YOU'VE BEEN SERVED (and it's not your lunch)

  • Posted on: 29 June 2013
  • By: Editor

[MWFMAG.COM EXCLUSIVE] We are going to close out LAW MONTH the hard way this weekend, with tough reading on Saturday, and the toughest of all on Sunday.  Stay tuned, as the materials we are bringing you are nowhere else on the web.  These are exclusives.  In this 2012 civil suit in Oregon, Eagle Industries, Inc. claimed that a metalworking fluid product lost it's rust preventative properties in the vapor state and caused extensive damage to their machines.  The coolant at issue was Hangsterfer's Laboratories' Neosol 400.  Their local representative, MacPherson Western Tool and Supply, was also named as a Defendant. 
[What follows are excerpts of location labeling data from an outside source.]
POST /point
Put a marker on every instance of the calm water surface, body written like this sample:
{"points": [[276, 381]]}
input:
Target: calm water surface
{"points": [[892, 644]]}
Attached for your reading pleasure is the Complaint by the Plaintiff and the Answers by each Defendant.  These public record documents were obtained by Metalworking Fluid Magazine directly from the Court itself.  However, few documents in this Court are publicly available.  The Oregon Courts are behind much of the nation on efiling of documents, so we have nothing more to share at this time.  The point is well enough made here.  Metalworking Fluid Suppliers have legal duties associated with the sale of their products to End Users, just like everyone else does.  When damage is done, it can be very expensive to everyone involved.  Proving the damage was caused by the negligence of the supplier, and not of the user's failure to maintain the product or some other cause is another prospect indeed.  These things are tough on customer relationships and customer confidence, and that's a two-way street.

There is a lesson to be learned in every such suit.  Is your sales force aware of the concepts that form their legal duty to their customers?  -No.  Has your sales staff been trained by your legal department in how to respond to customer complaints? -No.  Record keeping practice in place?  -Probably not. 

Get your lawyers off their assess, out of their suits, and have them put on a training program for you – at a discounted hourly rate.  Have them review your EHS program while they are still wearing their neatly pressed jeans.  And you – Company Man – stop treating your lawyers like doctors, calling them only when your sick.  Make them part of the team.   If they don’t fit in – get a new lawyer now!  This country is overrun with them.  They need to share the same goals that you have.

I spend real time with my clients – at their place – where the action is. I work to understand their machines, their designs, and their daily business practices.  It is only from that vantage point, rather than from my sweet office, that we can work together to enhance their enterprise value – not just the law firm’s value.  Be prepared, Boy Scout.